Policy Change

The U.S. Supreme Court Will Determine the Fate of DACA With A Decision By June 2020

Yesterday, the U.S. Supreme Court heard arguments about whether or not the DACA program should remain in place. California, with the largest number of DACA recipients, was a leading player in the legal battle in support of the DACA program. After yesterday’s arguments, it is likely that the Court will lean toward ending the program based on the conservative majority of the court. You can read more about it in this New York Times article here.

Many DACA recipients are wondering what will happen next. A decision on this case will likely be released in June 2020. Until then, DACA recipients can apply for renewals. However, those who have never applied for DACA, still cannot apply, and advance parole documents (aka travel permits) are still not being issued to DACA recipients.

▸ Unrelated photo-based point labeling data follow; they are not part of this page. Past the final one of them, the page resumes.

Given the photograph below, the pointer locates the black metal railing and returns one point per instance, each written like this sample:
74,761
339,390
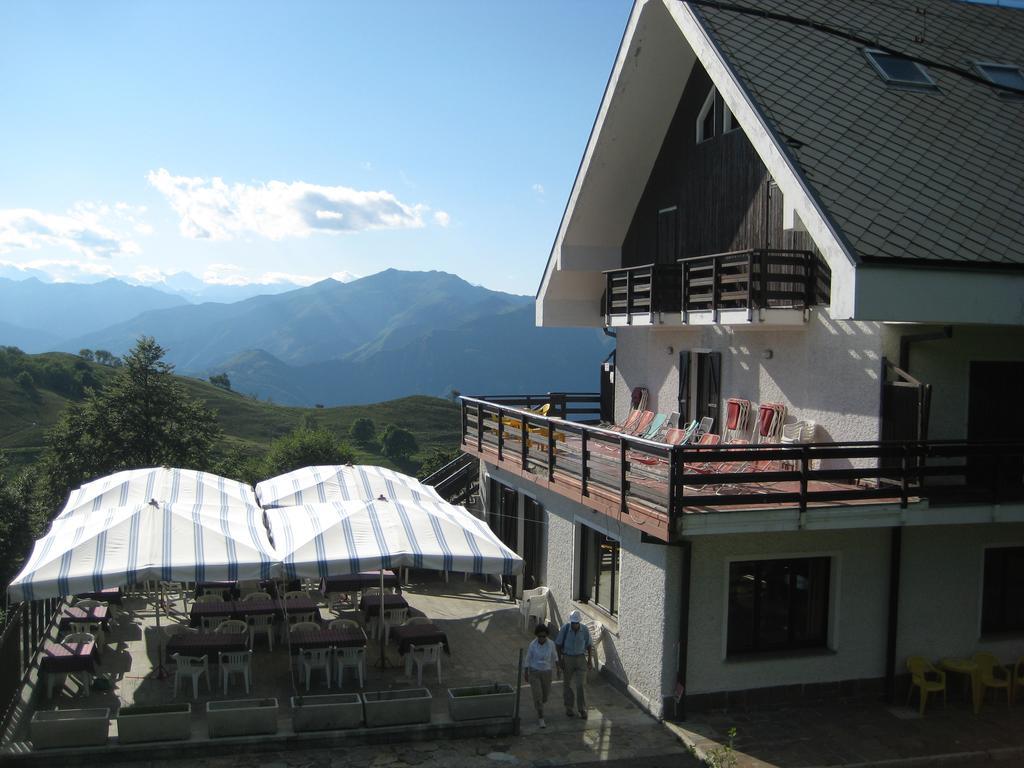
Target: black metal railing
26,625
753,280
649,290
638,473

A major concern I have heard from DACA recipients is whether or not they could be deported. According to the New York Times article linked above, Chief Justice Roberts states that the Obama and Trump administration has said they would not deport people eligible for the program. However, ending the program would end their ability to work legally and obtain driver licenses in some states (where I live in Utah, the state offers what is called a Driver Privilege card that allows a person to drive legally in the state). A mass deportation is highly unlikely due to limited resources and the ever-growing backlog in the immigration courts. I do tell people if they are here without legal status, there is always a risk of deportation, and if there is a way to obtain legal status through a family member or other potential immigration avenues, they should apply for it assuming they qualify for the immigration benefit.

If DACA is terminated, it could push Congress to enact a law that would be a permanent solution. For now, DACA will stay as it is until the final decision comes out next year.